The Limits of Power: The End of American Exceptionalism is a worthy addition to this important series.  Problems identified in Bacevich’s earlier book have only intensified.  He discusses three interrelated crises in our society–the economy, the political, and the military.  With the first two, he gives a helpful if somewhat summary analysis.  It his third major discussion, of the military crisis, that the book hits paydirt.

In just 45 pages, we get an insider’s perceptive explanation of the problems that beset the American military system.  The major problem, Bacevich believes, has been incompetent leadership. He shows how military and political leaders have learned all the wrong lessons from the wars in Iraq (especially) and Afghanistan.  The lessons that have been learned (realizing that the military needs to be oriented toward the “next war” [e.g., rooting out insurgents, nation-building, and training and advising “host nation” forces], the need to empower military professionals vis-a-vis political leaders, and the need to repair the relationship between army and society [perhaps by reinstituting a draft]) are actually conclusions that will push the U.S. farther down the road of self-destruction.

Bacevich argues that instead of preparing for more effective engagement in “small wars” we need to devise a nonimperial foreign policy.  Instead of giving top military leaders more power vis-a-vis politicians, we need to find a way to develop and promote skilled leaders instead of the type who have risen in the ranks in the past generation.  And instead of expanding our military with a draft, we need to find ways to transform our professional army into a force for genuine national defense and service to the American republic (as opposed to the American empire).

Bacevich concludes, “American doesn’t need a bigger army.  It needs a smaller–that is, more modest–foreign policy” (169).

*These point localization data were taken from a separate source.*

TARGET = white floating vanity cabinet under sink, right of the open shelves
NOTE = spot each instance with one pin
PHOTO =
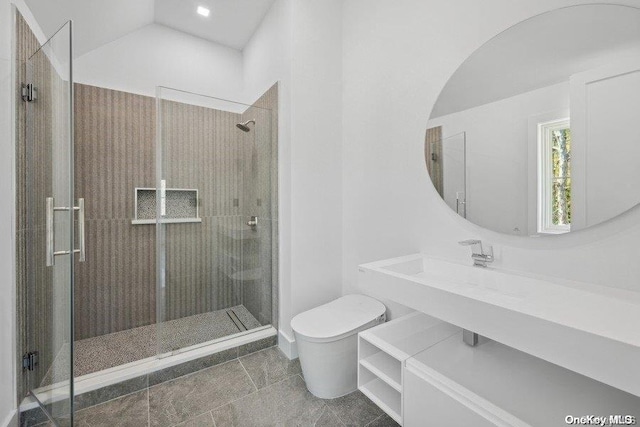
(495, 385)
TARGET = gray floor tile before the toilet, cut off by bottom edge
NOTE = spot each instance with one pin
(286, 403)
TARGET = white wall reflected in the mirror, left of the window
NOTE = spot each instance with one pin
(497, 136)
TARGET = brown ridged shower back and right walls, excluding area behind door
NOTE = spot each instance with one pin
(115, 153)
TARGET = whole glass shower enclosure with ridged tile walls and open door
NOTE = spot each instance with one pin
(145, 225)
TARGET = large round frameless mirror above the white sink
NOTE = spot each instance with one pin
(538, 131)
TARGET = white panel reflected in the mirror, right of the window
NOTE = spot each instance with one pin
(605, 149)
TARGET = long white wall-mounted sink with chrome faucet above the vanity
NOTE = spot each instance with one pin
(591, 329)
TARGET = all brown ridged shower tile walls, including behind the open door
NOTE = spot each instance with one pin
(115, 150)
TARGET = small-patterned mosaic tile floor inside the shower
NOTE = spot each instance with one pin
(107, 351)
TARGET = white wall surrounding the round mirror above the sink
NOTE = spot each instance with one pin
(398, 55)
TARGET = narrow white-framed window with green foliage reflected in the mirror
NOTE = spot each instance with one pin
(554, 177)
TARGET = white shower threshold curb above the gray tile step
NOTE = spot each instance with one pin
(57, 392)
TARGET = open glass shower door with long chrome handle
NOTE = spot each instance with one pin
(50, 214)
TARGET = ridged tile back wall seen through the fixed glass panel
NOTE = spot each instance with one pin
(201, 151)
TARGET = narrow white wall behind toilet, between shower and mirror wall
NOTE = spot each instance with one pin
(316, 154)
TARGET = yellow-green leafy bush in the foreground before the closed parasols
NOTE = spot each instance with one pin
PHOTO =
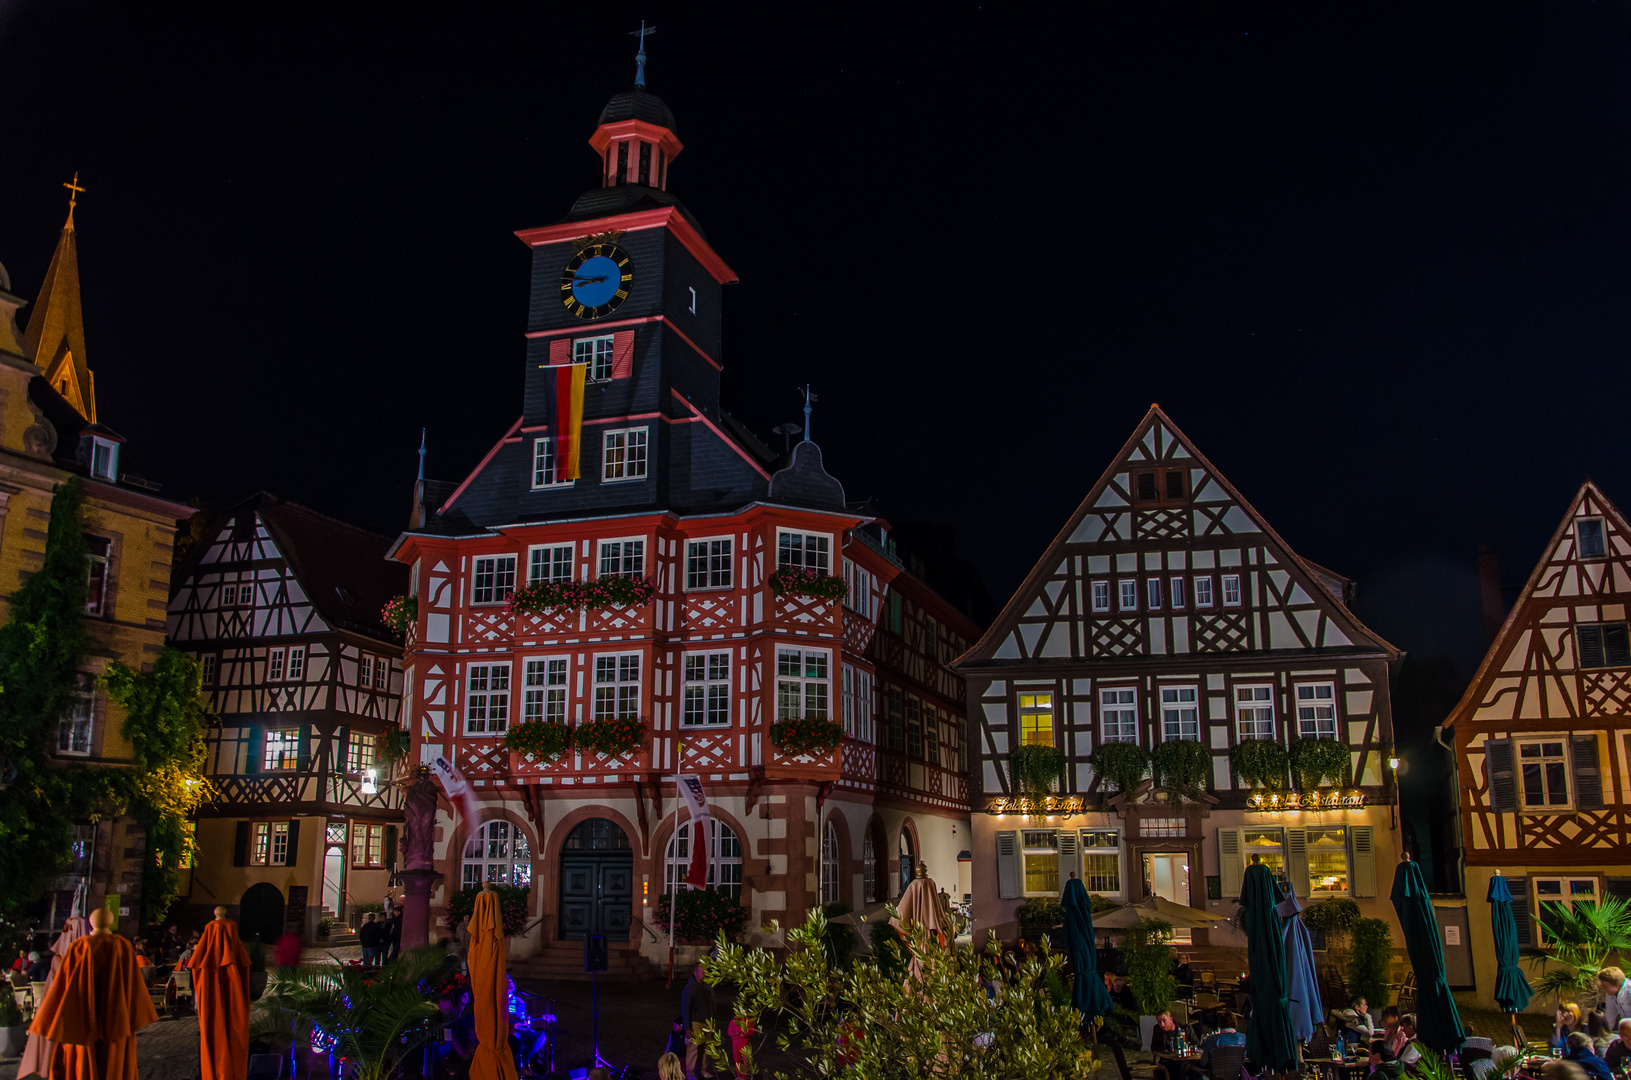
(865, 1024)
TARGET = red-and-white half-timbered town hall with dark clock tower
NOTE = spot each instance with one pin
(670, 490)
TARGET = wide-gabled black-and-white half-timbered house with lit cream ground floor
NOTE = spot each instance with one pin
(1169, 609)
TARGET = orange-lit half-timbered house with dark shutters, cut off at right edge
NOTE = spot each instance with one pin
(1544, 735)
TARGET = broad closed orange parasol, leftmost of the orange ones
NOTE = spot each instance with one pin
(95, 1007)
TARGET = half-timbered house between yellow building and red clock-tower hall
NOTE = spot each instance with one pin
(281, 606)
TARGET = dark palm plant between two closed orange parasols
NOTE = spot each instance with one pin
(371, 1020)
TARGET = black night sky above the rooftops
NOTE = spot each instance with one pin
(1374, 260)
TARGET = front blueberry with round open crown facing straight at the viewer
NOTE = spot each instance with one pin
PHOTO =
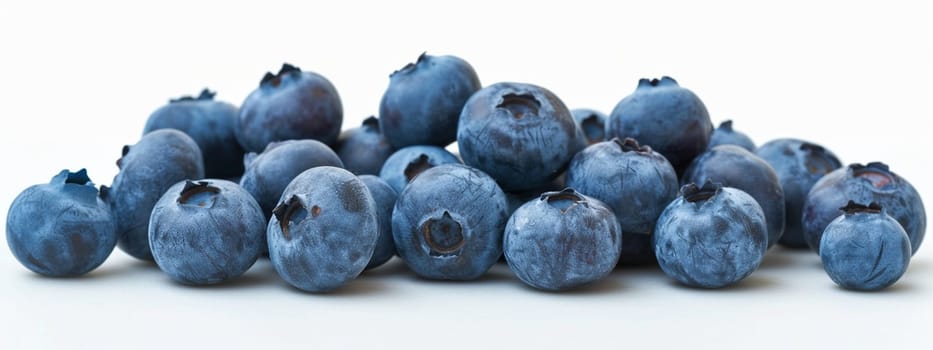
(448, 223)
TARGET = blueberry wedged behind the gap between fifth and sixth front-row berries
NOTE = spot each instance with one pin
(633, 180)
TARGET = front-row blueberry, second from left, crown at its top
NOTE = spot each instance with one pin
(206, 231)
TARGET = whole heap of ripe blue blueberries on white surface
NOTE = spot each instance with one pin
(563, 195)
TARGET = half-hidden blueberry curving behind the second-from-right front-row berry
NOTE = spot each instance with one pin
(733, 166)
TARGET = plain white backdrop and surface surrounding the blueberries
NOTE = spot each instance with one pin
(78, 80)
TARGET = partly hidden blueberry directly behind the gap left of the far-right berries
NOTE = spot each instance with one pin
(799, 164)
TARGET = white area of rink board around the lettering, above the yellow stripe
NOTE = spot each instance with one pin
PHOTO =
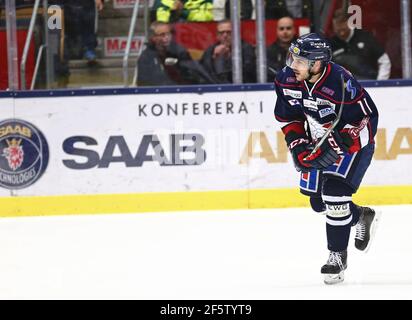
(225, 133)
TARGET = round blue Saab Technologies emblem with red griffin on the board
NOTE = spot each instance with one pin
(24, 154)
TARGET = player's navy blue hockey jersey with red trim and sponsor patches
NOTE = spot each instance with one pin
(312, 108)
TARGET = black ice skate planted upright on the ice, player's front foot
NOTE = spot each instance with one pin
(333, 270)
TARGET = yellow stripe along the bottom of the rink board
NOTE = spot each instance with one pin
(184, 201)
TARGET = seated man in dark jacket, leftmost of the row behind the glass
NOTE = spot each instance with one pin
(164, 62)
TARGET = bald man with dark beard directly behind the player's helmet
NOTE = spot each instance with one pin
(277, 51)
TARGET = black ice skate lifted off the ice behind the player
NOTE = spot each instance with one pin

This is good stuff. All of us who oppose the Pax Americana should be grateful that Bacevich’s voice has emerged.  At some point down the road, though, after making common cause with people such as Bacevich, the Christian pacifist will recognize the need to part ways. Bacevich, in the end I think, wants to reform the system and create a kindler, gentler superpower that still relies on the power of the sword in furthering its self-interests. I suspect his reformist instincts will ultimately be shattered on the realities that our military-industrial system as its exists will never lend itself to the kind of changes Bacevich would advocate.  Perhaps then he will move further away from the idea that it is possible to have the kind of permanent military infrastructure he seems to envision and still have a functioning and humane democratic society.  Then maybe he will help in dismantling rather than reforming what we presently have.